Vault Form
The Vault form defines an asset vault with three state fields — deposited (Nat per Address), total (Nat), and lock_until (Nat per Address) — and proves two invariants at compile time: deposit conservation sum(deposited) == total and time-lock enforcement requiring block.time >= lock_until before any withdrawal. Each transition (deposit, withdraw) preserves conservation by algebraic co-variance of the mapped and scalar state, while the time-lock guard is verified as a precondition on every path reaching withdrawal mutations. Both proven invariants are erased from the WASM output, producing zero-overhead verified vault contracts deployable to CosmWasm, Near, Stylus, and Polkadot.

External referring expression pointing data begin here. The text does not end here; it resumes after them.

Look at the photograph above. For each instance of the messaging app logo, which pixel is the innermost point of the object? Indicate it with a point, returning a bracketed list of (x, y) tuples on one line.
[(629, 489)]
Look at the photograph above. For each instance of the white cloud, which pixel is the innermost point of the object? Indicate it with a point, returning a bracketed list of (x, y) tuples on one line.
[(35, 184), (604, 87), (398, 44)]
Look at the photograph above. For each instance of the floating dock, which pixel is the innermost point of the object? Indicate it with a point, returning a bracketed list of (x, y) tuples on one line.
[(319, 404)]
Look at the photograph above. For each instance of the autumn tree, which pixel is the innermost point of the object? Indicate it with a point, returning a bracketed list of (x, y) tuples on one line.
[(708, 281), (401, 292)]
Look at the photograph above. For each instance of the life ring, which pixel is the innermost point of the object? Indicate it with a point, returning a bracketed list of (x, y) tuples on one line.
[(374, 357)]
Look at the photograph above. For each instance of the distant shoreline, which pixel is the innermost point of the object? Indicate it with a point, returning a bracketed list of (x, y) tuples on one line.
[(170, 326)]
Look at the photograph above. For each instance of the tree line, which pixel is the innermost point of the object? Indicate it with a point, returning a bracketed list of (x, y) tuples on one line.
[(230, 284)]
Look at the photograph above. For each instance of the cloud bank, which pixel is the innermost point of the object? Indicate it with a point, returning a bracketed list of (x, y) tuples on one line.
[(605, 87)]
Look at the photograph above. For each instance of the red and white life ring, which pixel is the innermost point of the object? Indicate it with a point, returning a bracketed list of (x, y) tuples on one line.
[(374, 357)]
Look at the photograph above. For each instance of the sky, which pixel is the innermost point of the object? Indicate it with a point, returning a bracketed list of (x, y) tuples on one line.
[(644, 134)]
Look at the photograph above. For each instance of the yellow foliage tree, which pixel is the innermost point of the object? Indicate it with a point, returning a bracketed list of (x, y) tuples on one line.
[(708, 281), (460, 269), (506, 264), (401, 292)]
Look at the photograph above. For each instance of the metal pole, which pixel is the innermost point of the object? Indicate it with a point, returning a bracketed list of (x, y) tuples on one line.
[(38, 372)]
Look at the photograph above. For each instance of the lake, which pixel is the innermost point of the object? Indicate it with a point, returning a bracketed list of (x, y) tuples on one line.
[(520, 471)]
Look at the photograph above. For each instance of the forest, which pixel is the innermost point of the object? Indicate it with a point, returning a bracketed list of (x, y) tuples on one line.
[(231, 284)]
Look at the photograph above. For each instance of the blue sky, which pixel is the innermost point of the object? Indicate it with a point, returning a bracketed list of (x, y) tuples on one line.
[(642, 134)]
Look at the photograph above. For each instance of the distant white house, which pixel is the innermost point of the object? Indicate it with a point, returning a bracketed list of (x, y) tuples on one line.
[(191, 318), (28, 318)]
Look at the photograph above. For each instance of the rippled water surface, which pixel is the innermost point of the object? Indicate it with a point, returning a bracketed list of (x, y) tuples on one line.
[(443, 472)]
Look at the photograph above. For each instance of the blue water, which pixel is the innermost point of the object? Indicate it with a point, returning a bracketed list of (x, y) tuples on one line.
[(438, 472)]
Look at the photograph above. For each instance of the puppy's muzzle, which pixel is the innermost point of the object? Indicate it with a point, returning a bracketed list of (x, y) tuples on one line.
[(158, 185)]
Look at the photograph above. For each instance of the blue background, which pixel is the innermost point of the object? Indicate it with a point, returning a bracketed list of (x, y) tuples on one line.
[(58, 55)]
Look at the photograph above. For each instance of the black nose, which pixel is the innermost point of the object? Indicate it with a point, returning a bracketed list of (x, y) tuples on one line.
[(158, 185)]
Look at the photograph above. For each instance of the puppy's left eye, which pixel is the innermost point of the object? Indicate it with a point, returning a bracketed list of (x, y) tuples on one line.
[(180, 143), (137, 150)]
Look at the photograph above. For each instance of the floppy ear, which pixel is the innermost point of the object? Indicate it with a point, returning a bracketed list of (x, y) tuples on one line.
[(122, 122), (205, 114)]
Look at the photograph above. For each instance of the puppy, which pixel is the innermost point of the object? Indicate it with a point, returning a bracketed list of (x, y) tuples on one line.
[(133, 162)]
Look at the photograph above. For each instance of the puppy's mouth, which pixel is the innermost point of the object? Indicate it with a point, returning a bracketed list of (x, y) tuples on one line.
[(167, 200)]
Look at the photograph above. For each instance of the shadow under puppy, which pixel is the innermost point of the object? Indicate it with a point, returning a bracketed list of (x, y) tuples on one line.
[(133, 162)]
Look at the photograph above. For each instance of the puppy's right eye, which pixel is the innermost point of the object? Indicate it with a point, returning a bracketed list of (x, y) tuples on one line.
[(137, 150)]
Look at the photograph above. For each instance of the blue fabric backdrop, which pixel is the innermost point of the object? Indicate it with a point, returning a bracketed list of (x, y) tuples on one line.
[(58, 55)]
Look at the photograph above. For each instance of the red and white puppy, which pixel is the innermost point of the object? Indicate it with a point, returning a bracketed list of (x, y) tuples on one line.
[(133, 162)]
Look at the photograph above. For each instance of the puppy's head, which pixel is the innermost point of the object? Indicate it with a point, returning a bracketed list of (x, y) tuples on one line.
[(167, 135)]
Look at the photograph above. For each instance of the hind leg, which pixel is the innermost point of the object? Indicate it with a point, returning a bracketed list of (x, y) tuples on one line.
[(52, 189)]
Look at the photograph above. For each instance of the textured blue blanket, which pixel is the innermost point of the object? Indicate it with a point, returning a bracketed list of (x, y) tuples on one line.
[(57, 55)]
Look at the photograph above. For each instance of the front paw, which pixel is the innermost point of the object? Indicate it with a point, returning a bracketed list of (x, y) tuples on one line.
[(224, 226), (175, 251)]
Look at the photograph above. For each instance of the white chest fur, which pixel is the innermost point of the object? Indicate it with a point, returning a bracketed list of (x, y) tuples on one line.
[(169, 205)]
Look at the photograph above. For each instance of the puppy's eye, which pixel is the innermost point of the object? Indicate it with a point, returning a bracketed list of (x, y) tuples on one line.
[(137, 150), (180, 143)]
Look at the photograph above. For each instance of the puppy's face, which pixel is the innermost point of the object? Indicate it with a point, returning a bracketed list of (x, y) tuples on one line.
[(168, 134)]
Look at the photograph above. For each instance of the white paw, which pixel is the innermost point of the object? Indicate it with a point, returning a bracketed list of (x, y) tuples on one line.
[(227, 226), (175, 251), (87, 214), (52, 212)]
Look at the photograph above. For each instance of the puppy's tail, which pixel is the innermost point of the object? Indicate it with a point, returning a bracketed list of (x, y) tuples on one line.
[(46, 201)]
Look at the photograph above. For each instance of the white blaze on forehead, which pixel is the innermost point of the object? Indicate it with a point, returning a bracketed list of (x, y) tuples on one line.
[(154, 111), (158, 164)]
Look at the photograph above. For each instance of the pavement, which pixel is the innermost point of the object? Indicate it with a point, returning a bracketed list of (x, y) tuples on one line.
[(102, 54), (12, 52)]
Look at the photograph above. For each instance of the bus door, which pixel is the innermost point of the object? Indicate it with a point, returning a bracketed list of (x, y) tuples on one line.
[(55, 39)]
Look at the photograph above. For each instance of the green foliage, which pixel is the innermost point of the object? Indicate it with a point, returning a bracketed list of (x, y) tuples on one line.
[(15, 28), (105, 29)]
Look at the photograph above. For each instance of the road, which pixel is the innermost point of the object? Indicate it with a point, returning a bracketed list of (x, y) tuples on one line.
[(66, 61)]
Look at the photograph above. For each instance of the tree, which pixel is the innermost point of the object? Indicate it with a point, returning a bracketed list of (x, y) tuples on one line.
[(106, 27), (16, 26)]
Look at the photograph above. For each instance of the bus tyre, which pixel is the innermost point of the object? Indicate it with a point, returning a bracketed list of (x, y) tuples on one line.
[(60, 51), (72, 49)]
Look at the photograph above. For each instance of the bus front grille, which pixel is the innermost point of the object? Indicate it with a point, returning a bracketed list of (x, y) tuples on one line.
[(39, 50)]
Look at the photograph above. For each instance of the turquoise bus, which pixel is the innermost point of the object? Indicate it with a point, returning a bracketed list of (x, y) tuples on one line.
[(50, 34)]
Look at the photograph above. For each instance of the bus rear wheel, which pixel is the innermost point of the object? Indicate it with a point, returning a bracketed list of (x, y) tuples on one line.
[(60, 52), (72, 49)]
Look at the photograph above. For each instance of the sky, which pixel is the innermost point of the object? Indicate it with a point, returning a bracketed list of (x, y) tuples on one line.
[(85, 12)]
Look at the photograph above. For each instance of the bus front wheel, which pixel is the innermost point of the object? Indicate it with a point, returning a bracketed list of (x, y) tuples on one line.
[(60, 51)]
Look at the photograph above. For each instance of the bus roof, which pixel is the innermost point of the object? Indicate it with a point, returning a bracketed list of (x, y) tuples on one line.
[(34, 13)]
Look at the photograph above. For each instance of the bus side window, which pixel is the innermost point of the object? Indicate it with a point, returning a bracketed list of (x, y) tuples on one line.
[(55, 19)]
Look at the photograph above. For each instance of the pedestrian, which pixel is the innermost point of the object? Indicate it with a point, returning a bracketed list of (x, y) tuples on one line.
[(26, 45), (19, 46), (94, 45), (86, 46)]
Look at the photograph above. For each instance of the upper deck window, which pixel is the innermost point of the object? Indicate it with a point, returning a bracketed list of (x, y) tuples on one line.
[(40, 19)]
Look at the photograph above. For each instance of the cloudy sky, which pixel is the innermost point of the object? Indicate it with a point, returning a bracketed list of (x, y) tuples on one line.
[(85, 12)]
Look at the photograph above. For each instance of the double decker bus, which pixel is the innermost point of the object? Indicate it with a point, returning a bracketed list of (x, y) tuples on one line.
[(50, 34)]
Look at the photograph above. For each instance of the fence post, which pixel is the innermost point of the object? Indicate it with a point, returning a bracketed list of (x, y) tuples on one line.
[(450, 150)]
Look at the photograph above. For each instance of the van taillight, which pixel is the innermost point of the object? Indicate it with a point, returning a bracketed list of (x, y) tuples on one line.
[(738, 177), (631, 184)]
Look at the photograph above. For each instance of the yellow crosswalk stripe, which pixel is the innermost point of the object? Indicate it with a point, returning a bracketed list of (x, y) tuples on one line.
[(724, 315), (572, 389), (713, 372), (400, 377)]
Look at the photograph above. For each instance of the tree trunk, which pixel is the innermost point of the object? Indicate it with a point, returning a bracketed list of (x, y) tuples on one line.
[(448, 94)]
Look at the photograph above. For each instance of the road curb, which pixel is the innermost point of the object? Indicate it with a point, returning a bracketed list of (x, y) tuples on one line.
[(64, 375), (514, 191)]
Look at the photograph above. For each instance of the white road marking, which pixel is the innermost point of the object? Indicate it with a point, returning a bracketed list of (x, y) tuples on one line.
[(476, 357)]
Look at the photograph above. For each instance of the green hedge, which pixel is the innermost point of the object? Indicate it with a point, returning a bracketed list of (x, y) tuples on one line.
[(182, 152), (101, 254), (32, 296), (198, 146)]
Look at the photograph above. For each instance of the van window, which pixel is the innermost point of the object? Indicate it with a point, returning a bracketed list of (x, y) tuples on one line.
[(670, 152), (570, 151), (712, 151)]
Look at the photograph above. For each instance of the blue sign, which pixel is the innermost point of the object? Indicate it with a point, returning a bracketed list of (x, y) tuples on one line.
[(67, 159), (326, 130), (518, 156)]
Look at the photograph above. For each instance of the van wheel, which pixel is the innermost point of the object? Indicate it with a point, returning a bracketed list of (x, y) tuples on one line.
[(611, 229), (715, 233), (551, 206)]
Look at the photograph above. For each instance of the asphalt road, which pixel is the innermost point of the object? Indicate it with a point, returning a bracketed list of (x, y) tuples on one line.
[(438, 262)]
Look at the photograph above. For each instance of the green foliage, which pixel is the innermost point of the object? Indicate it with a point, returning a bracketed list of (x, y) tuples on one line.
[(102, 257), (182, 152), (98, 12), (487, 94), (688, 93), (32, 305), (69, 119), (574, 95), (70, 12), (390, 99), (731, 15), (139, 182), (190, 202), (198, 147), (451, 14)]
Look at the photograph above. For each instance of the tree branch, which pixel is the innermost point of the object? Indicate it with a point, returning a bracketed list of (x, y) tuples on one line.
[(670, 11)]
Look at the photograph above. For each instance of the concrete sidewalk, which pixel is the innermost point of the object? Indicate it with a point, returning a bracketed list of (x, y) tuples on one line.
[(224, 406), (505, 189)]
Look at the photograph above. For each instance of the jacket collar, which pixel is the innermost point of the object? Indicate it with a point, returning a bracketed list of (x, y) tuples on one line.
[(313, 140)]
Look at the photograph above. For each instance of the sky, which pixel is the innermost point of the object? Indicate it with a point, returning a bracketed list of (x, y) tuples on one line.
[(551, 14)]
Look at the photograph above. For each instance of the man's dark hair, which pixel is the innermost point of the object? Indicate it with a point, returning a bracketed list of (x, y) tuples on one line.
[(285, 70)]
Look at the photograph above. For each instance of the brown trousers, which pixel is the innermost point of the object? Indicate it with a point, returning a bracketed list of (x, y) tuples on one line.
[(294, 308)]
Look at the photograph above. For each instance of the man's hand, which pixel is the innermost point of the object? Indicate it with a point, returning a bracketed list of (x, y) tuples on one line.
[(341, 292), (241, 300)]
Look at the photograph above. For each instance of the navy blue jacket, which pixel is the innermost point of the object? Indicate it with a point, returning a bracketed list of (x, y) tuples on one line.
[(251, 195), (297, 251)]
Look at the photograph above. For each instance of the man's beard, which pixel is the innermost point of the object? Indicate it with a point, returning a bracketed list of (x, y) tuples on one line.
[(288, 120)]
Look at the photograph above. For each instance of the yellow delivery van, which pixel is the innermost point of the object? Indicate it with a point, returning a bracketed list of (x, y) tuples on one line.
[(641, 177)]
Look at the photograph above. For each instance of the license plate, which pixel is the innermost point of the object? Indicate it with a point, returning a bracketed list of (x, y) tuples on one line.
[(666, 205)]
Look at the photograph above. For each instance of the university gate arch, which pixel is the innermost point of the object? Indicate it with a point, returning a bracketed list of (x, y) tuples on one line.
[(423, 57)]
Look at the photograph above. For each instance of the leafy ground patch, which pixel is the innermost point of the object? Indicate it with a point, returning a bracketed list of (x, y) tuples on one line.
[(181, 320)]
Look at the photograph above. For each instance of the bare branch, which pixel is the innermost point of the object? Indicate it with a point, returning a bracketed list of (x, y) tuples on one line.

form Vault { state { deposited : Nat per Address total : Nat lock_until : Nat per Address } invariant conservation : sum(deposited) == total invariant time_lock : withdraw => block.time >= lock_until[msg.sender] transition deposit(amount, lock_duration) { require amount > 0 deposited[msg.sender] += amount total += amount lock_until[msg.sender] = block.time + lock_duration } -- conservation: sum(deposited') = sum(deposited) + amount = total + amount = total' transition withdraw(amount) { require deposited[msg.sender] >= amount require block.time >= lock_until[msg.sender] deposited[msg.sender] -= amount total -= amount } -- conservation: sum(deposited') = sum(deposited) - amount = total - amount = total' -- time_lock: require guard enforces block.time >= lock_until }
State Fields
deposited : Nat per Address — maps each address to its deposited asset amount. The per keyword declares a mapping over the Address domain.
total : Nat — the total deposited scalar. Must always equal the sum of all individual deposits.
lock_until : Nat per Address — maps each address to the block timestamp after which withdrawal is permitted.
Invariant: Conservation
The conservation invariant sum(deposited) == total asserts that the aggregate of all per-address deposits equals the total variable. The compiler proves this holds for every reachable state:
Deposit: deposited[msg.sender] increases by amount, total increases by amount. Both sides of the equation increase by identical deltas. Conservation holds by algebraic co-variance.
Withdraw: deposited[msg.sender] decreases by amount, total decreases by amount. Both sides decrease equally. Conservation holds.
Invariant: Time-Lock
The time-lock invariant ensures that no withdrawal can execute before the depositor's lock period expires. The compiler verifies that every execution path reaching the withdraw state mutations passes through the require block.time >= lock_until[msg.sender] guard. Since lock_until is set during deposit as block.time + lock_duration, funds are guaranteed to remain locked for the specified duration.
Transitions
deposit(amount, lock_duration) — deposits assets and sets a time-lock. The require clause ensures a positive amount. Conservation is maintained by co-varying deposited and total by the same delta.
withdraw(amount) — withdraws assets after the lock expires. Requires sufficient deposited balance and that the current block time exceeds the lock_until timestamp. Both invariants are preserved: conservation by co-variance, time-lock by the require guard.
Frequently Asked Questions
- What invariants does a Vault form prove?
- The Vault form proves two invariants: deposit conservation (sum(deposited) == total) guaranteeing no assets appear or vanish through any sequence of transitions, and time-lock enforcement guaranteeing withdrawals only execute when block.time >= lock_until. Both are verified algebraically at compile time and erased from the WASM output — zero runtime overhead.
- How does Formagine verify deposit conservation in the Vault?
- For deposit: the compiler extracts sum(deposited') = sum(deposited) + amount and total' = total + amount, confirming both sides increase by identical deltas. For withdraw: sum(deposited') = sum(deposited) - amount and total' = total - amount. The algebraic identity sum(deposited') = total' holds in both cases by arithmetic co-variance. This proof runs at compile time and is erased — no runtime assertions needed.
- How does the Vault form enforce time-lock constraints?
- The withdraw transition includes
require block.time >= lock_until[msg.sender]as a precondition. The compiler proves that every path reaching the withdrawal mutations passes through this guard. Since lock_until is set to block.time + lock_duration during deposit, the compiler can verify that no execution sequence can bypass the temporal constraint — the guard is structurally mandatory, not merely conventional. - What chains can the Vault form compile to?
- The Vault form compiles to optimized WASM targeting CosmWasm (Cosmos ecosystem), Near Protocol, Arbitrum Stylus (Ethereum L2), and Polkadot (ink! contracts). The same form definition produces verified vault contracts for all targets with identical conservation and time-lock guarantees.